The ImageStack protocol provides an interface so that CAREamics can interact with data stored in different formats.
Required Attributes
Any class that implements the ImageStack protocol is required to provide the following attributes. They can be implemented as simple instance attributes or as properties.
source: str
The source is a string that will be passed through the prediction pipeline to identify the input that the prediction was produced from. Ideally, it should be unique for each image stack instance, usually a natural choice will be a path to the data.
data_shape: Sequence[int]
This is the the shape of the data after it has been transformed to the SC(Z)YX axes order. The AxesTransform class provides a convenient way to calculate this.

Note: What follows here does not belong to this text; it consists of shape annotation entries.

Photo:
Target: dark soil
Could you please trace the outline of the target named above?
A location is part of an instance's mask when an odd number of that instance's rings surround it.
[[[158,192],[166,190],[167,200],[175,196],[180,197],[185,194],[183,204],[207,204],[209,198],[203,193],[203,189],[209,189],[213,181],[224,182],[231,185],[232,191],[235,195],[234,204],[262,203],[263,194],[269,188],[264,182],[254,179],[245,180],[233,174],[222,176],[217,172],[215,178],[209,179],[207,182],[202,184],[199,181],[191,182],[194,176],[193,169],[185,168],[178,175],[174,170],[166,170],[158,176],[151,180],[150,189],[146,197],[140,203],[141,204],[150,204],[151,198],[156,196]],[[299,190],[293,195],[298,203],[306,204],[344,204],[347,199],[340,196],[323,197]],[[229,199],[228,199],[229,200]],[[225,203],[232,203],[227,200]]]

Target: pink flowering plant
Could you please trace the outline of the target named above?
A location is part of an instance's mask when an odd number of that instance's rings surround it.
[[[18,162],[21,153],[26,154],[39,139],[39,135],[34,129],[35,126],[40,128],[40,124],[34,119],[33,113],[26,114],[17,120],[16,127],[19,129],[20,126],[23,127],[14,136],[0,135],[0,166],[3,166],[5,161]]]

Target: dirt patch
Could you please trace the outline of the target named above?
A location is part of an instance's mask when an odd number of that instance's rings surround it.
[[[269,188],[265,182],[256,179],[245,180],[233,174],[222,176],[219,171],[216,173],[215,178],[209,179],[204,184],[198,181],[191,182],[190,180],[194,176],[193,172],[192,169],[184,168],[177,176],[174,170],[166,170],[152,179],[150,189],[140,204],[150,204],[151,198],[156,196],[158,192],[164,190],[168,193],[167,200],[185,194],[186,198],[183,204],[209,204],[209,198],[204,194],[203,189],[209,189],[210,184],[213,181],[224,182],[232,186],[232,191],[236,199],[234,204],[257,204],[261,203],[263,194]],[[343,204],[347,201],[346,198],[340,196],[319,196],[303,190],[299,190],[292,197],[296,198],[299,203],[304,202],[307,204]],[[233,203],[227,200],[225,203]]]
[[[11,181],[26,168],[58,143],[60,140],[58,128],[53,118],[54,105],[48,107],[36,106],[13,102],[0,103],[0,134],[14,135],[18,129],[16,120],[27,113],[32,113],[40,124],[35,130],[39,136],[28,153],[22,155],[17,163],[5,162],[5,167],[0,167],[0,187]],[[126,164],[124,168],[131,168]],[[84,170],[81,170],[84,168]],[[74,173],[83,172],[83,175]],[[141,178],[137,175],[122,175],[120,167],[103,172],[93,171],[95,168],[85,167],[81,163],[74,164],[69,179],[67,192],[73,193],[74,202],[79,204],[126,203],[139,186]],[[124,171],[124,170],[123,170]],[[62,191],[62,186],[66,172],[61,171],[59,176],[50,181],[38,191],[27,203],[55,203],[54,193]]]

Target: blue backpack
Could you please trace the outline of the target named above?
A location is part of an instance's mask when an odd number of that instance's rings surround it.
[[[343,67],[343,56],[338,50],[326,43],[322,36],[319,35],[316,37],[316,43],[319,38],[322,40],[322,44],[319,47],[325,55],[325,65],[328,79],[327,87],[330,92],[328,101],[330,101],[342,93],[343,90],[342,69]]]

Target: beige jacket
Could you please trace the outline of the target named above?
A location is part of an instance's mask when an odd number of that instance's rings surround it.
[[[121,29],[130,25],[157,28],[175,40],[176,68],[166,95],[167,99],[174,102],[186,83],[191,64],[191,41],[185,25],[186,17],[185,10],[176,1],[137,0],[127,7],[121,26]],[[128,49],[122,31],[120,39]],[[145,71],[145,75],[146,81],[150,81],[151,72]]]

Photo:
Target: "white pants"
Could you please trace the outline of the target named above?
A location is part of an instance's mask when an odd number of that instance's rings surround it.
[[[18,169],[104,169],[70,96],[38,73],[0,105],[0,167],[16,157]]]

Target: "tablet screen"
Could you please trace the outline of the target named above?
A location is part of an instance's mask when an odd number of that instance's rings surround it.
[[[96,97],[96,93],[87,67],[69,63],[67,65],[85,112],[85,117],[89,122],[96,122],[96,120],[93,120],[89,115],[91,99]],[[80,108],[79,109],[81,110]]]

from careamics.utils.reshape_array import AxesTransform
original_axes = "YXC"
original_data_shape = (512, 620, 2)
data_shape = AxesTransform(original_axes, original_data_shape).transformed_shape
print(data_shape)
data_dtype: numpy.typing.DTypeLike
This is the data type of the data as it's equivalent NumPy representation.

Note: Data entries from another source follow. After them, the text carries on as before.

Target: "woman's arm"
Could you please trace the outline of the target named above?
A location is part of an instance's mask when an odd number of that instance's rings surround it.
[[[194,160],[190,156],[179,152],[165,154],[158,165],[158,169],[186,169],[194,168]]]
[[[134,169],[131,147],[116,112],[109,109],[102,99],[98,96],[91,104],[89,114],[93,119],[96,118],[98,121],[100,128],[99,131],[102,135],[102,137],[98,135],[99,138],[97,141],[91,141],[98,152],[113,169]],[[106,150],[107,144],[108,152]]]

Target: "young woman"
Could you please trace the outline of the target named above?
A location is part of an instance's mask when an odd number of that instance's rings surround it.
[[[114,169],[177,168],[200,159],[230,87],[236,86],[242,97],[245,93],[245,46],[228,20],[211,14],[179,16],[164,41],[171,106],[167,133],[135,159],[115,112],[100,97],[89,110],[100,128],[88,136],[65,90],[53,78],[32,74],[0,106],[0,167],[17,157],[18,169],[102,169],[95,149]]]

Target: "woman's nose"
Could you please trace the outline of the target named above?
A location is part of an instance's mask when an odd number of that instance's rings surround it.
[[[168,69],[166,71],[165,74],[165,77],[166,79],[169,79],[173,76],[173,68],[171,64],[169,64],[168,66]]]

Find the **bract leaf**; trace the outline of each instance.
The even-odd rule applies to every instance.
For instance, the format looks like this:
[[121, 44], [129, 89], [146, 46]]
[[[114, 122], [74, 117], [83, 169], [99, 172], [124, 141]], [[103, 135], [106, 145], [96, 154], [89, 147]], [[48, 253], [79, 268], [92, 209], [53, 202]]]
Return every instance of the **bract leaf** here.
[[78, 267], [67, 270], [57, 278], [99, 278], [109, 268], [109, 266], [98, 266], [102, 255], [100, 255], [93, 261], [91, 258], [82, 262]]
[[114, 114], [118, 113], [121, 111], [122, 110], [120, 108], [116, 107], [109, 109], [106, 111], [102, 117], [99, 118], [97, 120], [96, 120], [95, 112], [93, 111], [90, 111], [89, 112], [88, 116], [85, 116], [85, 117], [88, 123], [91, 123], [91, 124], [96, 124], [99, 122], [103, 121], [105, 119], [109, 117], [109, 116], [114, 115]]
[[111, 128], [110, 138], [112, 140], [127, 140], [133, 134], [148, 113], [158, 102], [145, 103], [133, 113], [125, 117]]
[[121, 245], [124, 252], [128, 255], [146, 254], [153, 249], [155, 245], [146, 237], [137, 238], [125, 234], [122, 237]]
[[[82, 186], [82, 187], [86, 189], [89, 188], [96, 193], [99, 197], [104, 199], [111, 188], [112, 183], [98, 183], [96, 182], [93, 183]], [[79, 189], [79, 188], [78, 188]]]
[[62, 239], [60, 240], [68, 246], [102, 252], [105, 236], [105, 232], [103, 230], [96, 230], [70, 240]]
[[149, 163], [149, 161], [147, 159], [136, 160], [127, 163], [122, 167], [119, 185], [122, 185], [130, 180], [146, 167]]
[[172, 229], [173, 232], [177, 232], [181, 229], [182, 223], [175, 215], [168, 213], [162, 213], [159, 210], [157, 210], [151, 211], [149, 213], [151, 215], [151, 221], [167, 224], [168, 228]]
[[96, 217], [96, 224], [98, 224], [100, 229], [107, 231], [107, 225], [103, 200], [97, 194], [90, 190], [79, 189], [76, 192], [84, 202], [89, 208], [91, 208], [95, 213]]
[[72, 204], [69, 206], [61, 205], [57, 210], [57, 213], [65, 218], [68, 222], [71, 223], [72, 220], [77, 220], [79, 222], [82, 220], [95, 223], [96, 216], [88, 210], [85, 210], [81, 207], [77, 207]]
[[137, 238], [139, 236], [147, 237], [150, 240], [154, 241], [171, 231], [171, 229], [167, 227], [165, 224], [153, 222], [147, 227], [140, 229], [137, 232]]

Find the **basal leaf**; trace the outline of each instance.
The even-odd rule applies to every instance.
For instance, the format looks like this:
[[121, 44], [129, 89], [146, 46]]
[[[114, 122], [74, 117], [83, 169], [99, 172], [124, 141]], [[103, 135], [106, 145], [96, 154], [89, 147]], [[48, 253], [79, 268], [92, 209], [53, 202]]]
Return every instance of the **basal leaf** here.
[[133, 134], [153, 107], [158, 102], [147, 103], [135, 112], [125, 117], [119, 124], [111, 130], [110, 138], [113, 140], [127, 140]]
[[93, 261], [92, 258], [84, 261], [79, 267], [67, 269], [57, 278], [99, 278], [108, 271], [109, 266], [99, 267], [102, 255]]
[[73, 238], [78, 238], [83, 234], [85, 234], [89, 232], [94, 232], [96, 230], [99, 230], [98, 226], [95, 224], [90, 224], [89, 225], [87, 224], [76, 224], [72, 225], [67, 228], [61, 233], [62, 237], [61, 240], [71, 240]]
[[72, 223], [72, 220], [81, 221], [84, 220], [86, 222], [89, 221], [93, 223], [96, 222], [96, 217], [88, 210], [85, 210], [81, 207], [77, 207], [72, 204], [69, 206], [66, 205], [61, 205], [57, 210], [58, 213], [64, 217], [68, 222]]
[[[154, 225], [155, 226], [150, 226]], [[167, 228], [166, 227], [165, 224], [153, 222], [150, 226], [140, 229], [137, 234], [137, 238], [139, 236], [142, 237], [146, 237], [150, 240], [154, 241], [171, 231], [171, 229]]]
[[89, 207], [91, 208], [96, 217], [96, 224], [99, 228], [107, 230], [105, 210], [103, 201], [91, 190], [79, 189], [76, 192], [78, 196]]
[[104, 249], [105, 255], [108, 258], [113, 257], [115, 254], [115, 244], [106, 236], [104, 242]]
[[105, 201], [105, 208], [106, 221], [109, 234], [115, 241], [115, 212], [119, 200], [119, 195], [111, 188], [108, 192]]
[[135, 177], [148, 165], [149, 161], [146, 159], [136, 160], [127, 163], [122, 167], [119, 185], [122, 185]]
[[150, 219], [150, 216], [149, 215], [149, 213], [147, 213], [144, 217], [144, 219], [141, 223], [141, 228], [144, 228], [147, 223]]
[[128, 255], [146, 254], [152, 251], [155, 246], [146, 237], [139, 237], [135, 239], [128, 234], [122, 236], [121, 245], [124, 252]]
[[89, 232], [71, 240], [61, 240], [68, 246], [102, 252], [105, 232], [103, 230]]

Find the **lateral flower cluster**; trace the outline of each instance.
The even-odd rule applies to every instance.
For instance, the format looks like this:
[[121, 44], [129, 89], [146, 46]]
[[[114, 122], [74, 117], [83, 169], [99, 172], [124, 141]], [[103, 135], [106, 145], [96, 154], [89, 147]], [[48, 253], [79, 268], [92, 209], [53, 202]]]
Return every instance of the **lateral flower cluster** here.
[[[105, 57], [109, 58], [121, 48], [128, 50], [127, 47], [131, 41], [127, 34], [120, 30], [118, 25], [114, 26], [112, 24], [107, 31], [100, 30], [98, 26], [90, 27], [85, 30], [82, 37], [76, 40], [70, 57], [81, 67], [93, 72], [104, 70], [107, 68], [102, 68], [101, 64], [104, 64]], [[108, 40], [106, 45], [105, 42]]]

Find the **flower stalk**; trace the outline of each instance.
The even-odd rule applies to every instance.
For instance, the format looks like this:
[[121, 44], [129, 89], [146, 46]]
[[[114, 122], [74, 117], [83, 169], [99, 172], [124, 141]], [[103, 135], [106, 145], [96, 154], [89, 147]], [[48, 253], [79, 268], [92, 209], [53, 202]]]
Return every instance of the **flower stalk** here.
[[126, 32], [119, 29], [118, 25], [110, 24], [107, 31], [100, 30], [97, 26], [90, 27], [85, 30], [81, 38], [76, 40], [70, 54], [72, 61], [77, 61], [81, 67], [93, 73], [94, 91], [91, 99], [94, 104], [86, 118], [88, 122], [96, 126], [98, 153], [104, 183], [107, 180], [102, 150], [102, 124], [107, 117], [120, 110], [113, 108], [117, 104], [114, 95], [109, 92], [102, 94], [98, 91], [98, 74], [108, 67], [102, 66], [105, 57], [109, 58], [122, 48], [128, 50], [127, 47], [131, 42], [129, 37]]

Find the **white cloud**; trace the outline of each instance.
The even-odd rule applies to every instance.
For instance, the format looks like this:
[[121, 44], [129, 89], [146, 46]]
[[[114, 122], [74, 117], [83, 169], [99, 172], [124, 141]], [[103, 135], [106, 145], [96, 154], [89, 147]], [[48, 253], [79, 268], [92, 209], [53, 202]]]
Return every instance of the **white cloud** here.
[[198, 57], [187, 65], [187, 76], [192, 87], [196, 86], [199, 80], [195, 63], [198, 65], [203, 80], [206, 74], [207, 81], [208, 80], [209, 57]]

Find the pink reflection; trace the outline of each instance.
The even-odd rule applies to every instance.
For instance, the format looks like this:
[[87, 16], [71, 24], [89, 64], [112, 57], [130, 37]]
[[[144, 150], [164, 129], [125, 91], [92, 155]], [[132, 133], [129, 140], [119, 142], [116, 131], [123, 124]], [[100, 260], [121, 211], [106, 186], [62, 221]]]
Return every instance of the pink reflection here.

original_data_shape: Sequence[int]
This is the original shape of the data, before any transformations.
original_axes: str
This is the original axes order of the data, before the transformation. The image stack should be initialized with an axes argument and save that value as an attribute.
Required Methods
extract_patch
The full signature can be seen in the API reference extract_patch.
The extract patch method needs to return a patch that is specified by the input parameters. The patch needs to be transformed to have C(Z)YX axes.
If the patch is out of bounds of the image, it should be padded with zeros, for the feature of predicting with a tile size that is larger than the image. This feature is not used during training.
Some useful utility functions are:
get_patch_slices: It returns NumPy-style slice objects in the original axis order.reshape_patch: It will transform the patch from its original axes order toC(Z)YX.pad_patch: For padding patches that are queried from outside of the image bounds.
Example implementation
All the natively supported image stack implementations can be found in the image_stack package.
This is an additional example for HDF5 data.
from collections.abc import Sequence
import h5py
from numpy.typing import NDArray, DTypeLike
from careamics.utils.reshape_array import reshape_patch, get_patch_slices, AxesTransform
from careamics.dataset.image_stack.image_utils import pad_patch
class HDF5ImageStack:
def __init__(self, image_data: h5py.Dataset, axes: str):
self._image_data = image_data
self.original_axes = axes # (1)!
self.original_data_shape = image_data.shape # (2)!
self.data_shape = AxesTransform( # (3)!
axes, self.original_data_shape
).transformed_shape
@property
def data_dtype(self) -> DTypeLike:
return self._image_data.dtype
@property
def source(self) -> str: # (4)!
return "#".join([self._image_data.file.filename, str(self._image_data.name)])
def extract_patch(
self,
sample_idx: int,
channels: Sequence[int] | None,
coords: Sequence[int],
patch_size: Sequence[int],
) -> NDArray:
"""Extract a patch for a given sample and channels within the image stack.
Parameters
----------
sample_idx : int
Sample index.
channels : sequence of int or None
Channel indices to extract. If `None`, all channels will be extracted.
coords : sequence of int
Spatial coordinates of the top-left corner of the patch.
patch_size : sequence of int
Size of the patch in each spatial dimension.
Returns
-------
numpy.ndarray
A patch of the image data from a particular sample with dimensions C(Z)YX.
"""
patch_slice = get_patch_slices(
self.original_axes,
self.original_data_shape,
sample_idx,
channels,
coords,
patch_size,
)
patch_data = self._image_data[patch_slice] # (5)!
patch_data = reshape_patch(patch_data, self.original_axes)
patch = pad_patch(coords, patch_size, self.data_shape, patch_data)
return patch
original_axesis implemented as an instance attribute.original_data_shapeis implemented as an instance attribute.data_shapeis implemented as an instance attribute.- We decided to make the source the file path followed by a
#followed by the internal dataset path, e.g./data/hdf5_dataset.h5#/image_0. - HDF5 data can be sliced just like NumPy arrays.